# 01-7: Embeddings visualization


## Word2Vec and GloVe

In [None]:
# Download GoogleNews-vectors-negative300.bin.gz from GCS
!wget --no-check-certificate http://storage.googleapis.com/miax12/GoogleNews-vectors-negative300.bin.gz -O /tmp/GoogleNews-vectors-negative300.bin.gz
!gunzip /tmp/GoogleNews-vectors-negative300.bin.gz

In [None]:
# Word2Vec with Gensim
import gensim

# Load pretrained vectors from Google
model = gensim.models.KeyedVectors.load_word2vec_format('/tmp/GoogleNews-vectors-negative300.bin', binary=True)

In [None]:
# TODO: Usamos la palabra "king"

In [None]:
# TODO: king - man + woman = queen

In [None]:
# Try Glove word embeddings with Spacy
# !python3 -m spacy download en_core_web_lg
# !pip3 install spacy --user

In [None]:
import spacy
# Load the spacy model that you have installed
import en_core_web_lg
nlp = en_core_web_lg.load()
# process a sentence using the model
doc = nlp("man king stands on the carpet and sees woman queen")
# Get the vector for 'king':
doc[1].vector[0:50]

In [None]:
# TODO: Find similarity between King and Queen (higher value is better).

In [None]:
# TODO: Find similarity between King and carpet

In [None]:
# TODO: Check if king - man + woman = queen.

In [None]:
from scipy.spatial import distance
import numpy as np

# Format the vocabulary for use in the distance function
vectors = [token.vector for token in doc]
vectors = np.array(vectors)

# Find the closest word below
closest_index = distance.cdist(np.expand_dims(v, axis = 0), vectors, metric = 'cosine').argmin()
output_word = doc[closest_index].text

## Word2Vec and GloVE visualization with NLTK and Gensim 


In [None]:
# Download glove.zip from GCS
!wget --no-check-certificate http://storage.googleapis.com/miax12/glove.zip -O /tmp/glove.zip
!unzip /tmp/glove.zip # this will unzip into glove.twitter.27B.25d.txt

In [None]:
import numpy as np
import matplotlib.pyplot as plt
from sklearn.manifold import TSNE
import nltk
from nltk.corpus import stopwords
from nltk.stem import PorterStemmer
from nltk.tokenize import word_tokenize
from gensim.models import Word2Vec

nltk.download('punkt')
nltk.download('stopwords')

def preprocess_text(text):
    # Tokenize the text
    tokens = word_tokenize(text.lower())
    
    # Remove stopwords
    stop_words = set(stopwords.words('english'))
    filtered_tokens = [token for token in tokens if token.isalnum() and token not in stop_words]
    
    # Stemming
    stemmer = PorterStemmer()
    stemmed_tokens = [stemmer.stem(token) for token in filtered_tokens]
    
    return stemmed_tokens


In [None]:
raw_text = """
I love machine learning. It is awesome!
Deep learning and natural language processing are very cool.
Artificial intelligence is the future.
"""

preprocessed_tokens = preprocess_text(raw_text)
print(preprocessed_tokens)

In [None]:
glove_embeddings = {}
with open("glove.twitter.27B.25d.txt", "r") as file:
    for line in file:
        values = line.split()
        word = values[0]
        vector = np.asarray(values[1:], dtype="float32")
        glove_embeddings[word] = vector



In [None]:
model = Word2Vec([preprocessed_tokens], min_count=1, vector_size=50, workers=4)

In [None]:
def visualize_embeddings(embeddings, words):
    tsne = TSNE(n_components=2, random_state=0, perplexity=len(words)-1)
    embedding_vectors = np.array([embeddings[word] for word in words])
    two_d_embeddings = tsne.fit_transform(embedding_vectors)

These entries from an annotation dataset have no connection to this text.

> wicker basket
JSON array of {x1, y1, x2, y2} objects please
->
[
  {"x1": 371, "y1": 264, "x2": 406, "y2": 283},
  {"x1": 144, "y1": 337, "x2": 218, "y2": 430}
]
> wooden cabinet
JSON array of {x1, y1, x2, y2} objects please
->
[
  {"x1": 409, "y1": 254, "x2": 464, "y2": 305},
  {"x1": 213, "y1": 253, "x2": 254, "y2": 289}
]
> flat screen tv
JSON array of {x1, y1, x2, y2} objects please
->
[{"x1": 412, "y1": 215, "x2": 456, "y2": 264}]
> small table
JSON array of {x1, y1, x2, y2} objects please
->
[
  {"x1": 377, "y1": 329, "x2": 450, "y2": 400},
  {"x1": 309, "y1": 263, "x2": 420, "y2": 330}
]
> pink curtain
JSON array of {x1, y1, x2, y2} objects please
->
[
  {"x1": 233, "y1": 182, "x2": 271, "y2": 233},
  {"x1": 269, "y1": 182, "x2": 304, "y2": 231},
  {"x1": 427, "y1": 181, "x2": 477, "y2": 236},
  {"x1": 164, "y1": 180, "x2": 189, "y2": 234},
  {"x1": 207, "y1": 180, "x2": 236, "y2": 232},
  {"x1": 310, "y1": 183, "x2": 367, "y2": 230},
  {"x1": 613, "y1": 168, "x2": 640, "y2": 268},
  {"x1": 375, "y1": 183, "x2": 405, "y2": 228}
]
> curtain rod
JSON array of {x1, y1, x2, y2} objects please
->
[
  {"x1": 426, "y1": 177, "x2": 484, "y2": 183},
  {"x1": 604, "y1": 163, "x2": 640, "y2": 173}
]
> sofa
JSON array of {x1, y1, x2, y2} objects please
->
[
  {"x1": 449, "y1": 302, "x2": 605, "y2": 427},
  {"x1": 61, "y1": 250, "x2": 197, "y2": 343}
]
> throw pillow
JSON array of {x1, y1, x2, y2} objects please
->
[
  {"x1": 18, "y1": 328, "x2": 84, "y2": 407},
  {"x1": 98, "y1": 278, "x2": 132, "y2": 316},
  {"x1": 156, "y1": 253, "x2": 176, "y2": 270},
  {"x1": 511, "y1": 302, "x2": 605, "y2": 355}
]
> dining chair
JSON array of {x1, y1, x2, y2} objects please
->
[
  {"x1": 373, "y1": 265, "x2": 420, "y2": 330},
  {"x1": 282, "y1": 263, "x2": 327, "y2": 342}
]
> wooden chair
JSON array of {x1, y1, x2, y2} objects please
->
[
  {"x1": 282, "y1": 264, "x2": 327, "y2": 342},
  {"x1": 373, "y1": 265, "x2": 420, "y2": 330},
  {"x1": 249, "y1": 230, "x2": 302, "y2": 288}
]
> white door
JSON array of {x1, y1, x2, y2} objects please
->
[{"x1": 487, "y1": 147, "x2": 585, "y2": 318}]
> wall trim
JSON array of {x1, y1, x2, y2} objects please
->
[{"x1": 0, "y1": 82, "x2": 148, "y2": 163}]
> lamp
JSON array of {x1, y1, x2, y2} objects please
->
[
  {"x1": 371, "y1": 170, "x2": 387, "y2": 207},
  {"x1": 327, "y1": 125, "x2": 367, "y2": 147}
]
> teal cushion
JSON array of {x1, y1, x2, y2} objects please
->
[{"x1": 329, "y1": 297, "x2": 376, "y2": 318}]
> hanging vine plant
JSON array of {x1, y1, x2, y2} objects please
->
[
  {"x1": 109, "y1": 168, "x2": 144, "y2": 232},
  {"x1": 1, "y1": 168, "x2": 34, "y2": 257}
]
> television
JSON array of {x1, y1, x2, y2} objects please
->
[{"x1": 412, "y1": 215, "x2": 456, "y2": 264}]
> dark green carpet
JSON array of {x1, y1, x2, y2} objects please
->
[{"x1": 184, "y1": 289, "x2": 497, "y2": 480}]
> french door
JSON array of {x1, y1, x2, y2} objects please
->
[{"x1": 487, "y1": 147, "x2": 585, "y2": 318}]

    plt.figure(figsize=(8, 8))
    for i, word in enumerate(words):
        x, y = two_d_embeddings[i, :]
        plt.scatter(x, y)
        plt.annotate(word, (x, y), xytext=(5, 2), textcoords="offset points", ha="right", va="bottom")
    plt.show()

# For GloVe
glove_words = [word for word in preprocessed_tokens if word in glove_embeddings]
visualize_embeddings(glove_embeddings, glove_words)

# For Word2Vec
word2vec_words = model.wv.index_to_key
visualize_embeddings(model.wv, word2vec_words)